I'm laughing because my ratings are at an all time high lately, 4.97. Reason, many less drunk students.

There is always the exception to the rule. If you slipped me a $20 and said I have 4 errands to ruin and need an hour of your time, I'm all for it, a nice laid back hour for 35 or 40 bucks worth the fare. It's folks expecting lump service for scooter rates that I have a problem with.

Pick up at roses, demands a stop at bojangles and then home. 20 minutes for 5.37 and no tip. That's the norm despite the folks who post the one time I got ... story, that's great but the exception, not the rule.

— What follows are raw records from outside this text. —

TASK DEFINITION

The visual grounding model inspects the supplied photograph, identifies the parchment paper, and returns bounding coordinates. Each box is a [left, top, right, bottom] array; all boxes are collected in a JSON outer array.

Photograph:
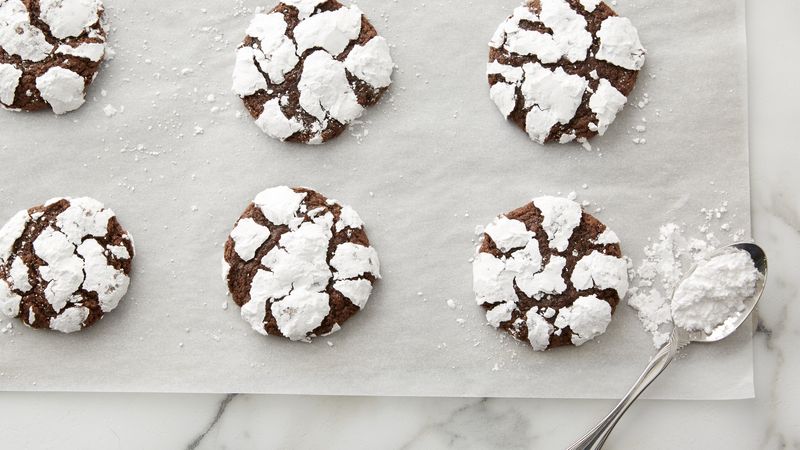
[[0, 0, 753, 399]]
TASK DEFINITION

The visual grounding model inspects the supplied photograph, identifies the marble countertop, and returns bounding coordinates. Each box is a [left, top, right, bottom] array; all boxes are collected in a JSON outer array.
[[0, 0, 800, 450]]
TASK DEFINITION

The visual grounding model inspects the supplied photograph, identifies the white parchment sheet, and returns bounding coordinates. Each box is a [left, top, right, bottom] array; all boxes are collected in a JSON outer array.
[[0, 0, 753, 399]]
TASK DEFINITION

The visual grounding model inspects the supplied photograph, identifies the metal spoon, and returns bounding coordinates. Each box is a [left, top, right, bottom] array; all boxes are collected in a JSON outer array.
[[568, 243, 767, 450]]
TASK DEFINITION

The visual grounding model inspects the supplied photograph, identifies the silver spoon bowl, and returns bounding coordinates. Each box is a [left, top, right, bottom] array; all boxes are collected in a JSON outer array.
[[568, 243, 768, 450]]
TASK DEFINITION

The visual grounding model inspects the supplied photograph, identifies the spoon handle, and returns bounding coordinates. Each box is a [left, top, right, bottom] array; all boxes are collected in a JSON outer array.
[[568, 334, 678, 450]]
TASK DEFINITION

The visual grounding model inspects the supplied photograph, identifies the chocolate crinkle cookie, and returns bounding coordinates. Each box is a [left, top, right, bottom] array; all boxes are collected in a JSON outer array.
[[0, 198, 133, 333], [473, 197, 628, 351], [233, 0, 394, 144], [223, 186, 380, 342], [0, 0, 106, 114], [487, 0, 646, 144]]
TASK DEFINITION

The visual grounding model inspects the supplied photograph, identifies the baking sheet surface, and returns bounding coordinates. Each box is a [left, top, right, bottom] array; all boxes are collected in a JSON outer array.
[[0, 0, 753, 399]]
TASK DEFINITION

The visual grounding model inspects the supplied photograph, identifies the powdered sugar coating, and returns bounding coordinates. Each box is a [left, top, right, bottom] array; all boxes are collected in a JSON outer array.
[[344, 36, 394, 88], [0, 0, 106, 114], [294, 5, 361, 55], [39, 0, 102, 39], [0, 64, 22, 106], [597, 17, 647, 70], [487, 0, 646, 144], [223, 186, 380, 342], [0, 198, 133, 333], [472, 197, 628, 351], [233, 0, 394, 144], [555, 295, 611, 346], [297, 50, 364, 123], [0, 0, 53, 62], [533, 197, 583, 252]]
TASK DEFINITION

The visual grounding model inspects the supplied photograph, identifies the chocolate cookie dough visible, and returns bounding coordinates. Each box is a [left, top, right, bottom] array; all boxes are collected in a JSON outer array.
[[487, 0, 646, 144], [472, 197, 628, 351], [0, 0, 106, 114], [0, 197, 133, 333], [233, 0, 394, 144], [223, 186, 380, 342]]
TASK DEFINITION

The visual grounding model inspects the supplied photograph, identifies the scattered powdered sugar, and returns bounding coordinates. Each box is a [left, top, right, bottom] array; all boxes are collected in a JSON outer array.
[[628, 202, 744, 348]]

I'm all ears when someone offers cash.


----------



## Guido-TheKillerPimp

comfortably1numb said:


> Last week I have reached 5.0 rating, with 500 Five stars given for my last 500 trips.
> 
> I wonder how many of us Uber Drivers on this forum have reached the same and would appreciate reply here in this thread only from those that did the same.
> 
> I am perfectly aware that rating has no real value when it comes to earnings, so no need for discussion in that regard here.
> 
> Let's just count us down.


No real value when it comes to earnings....or as a safeguard from deactivation!



25rides7daysaweek said:


> That very impressive......


To whom?


----------



## 25rides7daysaweek

Guido-TheKillerPimp said:


> No real value when it comes to earnings....or as a safeguard from deactivation!
> 
> 
> To whom?


To someone who drives but doesnt care about money LOL


----------



## Guido-TheKillerPimp

25rides7daysaweek said:


> To someone who drives but doesnt care about money LOL


Certainly not myself, nor you either, I can safely assume!


----------



## 208476

comfortably1numb said:


> Last week I have reached 5.0 rating, with 500 Five stars given for my last 500 trips.
> 
> I wonder how many of us Uber Drivers on this forum have reached the same and would appreciate reply here in this thread only from those that did the same.
> 
> I am perfectly aware that rating has no real value when it comes to earnings, so no need for discussion in that regard here.
> 
> Let's just count us down.


I got 2k of them, I feel so special............


----------



## DudeUbering

cause I have candy ... and I take a bath everyday


----------



## UberChiefPIT

DudeUbering said:


> cause I have candy ... and I take a bath everyday


Who the hell takes a picture of their phone?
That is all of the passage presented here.